Na avaliação da professora Ana Luiza Coelho Netto, do Departamento de Geografia da UFRJ, faltou planejamento. “As chuvas são esperadas, os deslizamentos são fenômenos naturais, mas o desastre não é natural, e sim consequência da falta de um planejamento adequado em bases racionais”, explicou a professora, que há 40 anos estuda processos hidrológicos e erosivos em encostas florestadas. Para ela, os deslizamentos sempre ocorreram, mas as interferências humanas na geografia do local fizeram com que a frequência com que eles acontecem tenha aumentado. “Antes das interferências humanas, o intervalo de ocorrência era de centenas de anos no mesmo local. Também temos evidências de que a grande devastação da Floresta Atlântica original também induziu a grandes taxas de erosão e mudou o regime de chuvas”, relatou.

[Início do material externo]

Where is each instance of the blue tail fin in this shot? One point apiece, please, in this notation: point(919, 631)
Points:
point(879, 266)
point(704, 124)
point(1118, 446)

Segundo Ana Luiza, uma floresta bem conservada desempenha, além das funções ecológicas de preservação da biodiversidade, um papel de regulação hidrológica e mecânica nas encostas. Uma pesquisa conduzida por ela mostrou que 85% dos deslizamentos ocorridos em 2011, quando a região serrana do Rio viveu uma tragédia de enormes proporções, foi em áreas de vegetação degradada. “As ocorrências de agora foram em área urbana, mas elas começaram em encostas que já perderam a vegetação”, explicou.

Para a professora, a solução do problema passa pela construção de um novo modelo de planejamento e gestão territorial. “O modelo em curso privilegia os interesses econômicos. Balancear o ajuste entre o modo de ocupação e os limites de estabilidade do terreno é fundamental”, defendeu. Ana Luiza ainda questionou os critérios para a elaboração de cartas de risco dos terrenos. Sua intenção agora é analisar as cartas de risco das áreas mais afetadas. “Suspeito que essas cartas não foram produzidas com uma metodologia apropriada. Elas olham só a geologia e o solo, sem avaliar o estado da vegetação. Também falta uma análise de vulnerabilidade social”, disse.

E o planejamento vai ser fundamental, porque as mudanças climáticas devem aumentar os efeitos em populações que vivem em áreas de risco. Quem explica o cenário é a professora Lise Sedrez, do Instituto de História da UFRJ. Especialista em História Ambiental Urbana, Lise faz parte de um grupo interdisciplinar, formado por cientistas de diversos países, que estuda o impacto das mudanças climáticas em comunidades vulneráveis. “Estamos vendo o modelo climático mudar, então teremos chuvas extremas, que já aconteciam, mas que começam a ser mais fortes, menos previsíveis e mais frequentes. Todo o modelo sobre o qual estamos acostumados a pensar o clima do planeta está se alterando”, explicou a professora. Por outro lado, as mudanças que a humanidade fez no ambiente também resultam em efeitos para a sociedade. “Temos que lidar com os dois lados. Ninguém vai parar de pedir para pavimentar áreas do Rio ou não vamos conseguir voltar ao clima de 150 anos atrás. Então vamos ter que mitigar quando for possível e nos adaptar”, defendeu Lise.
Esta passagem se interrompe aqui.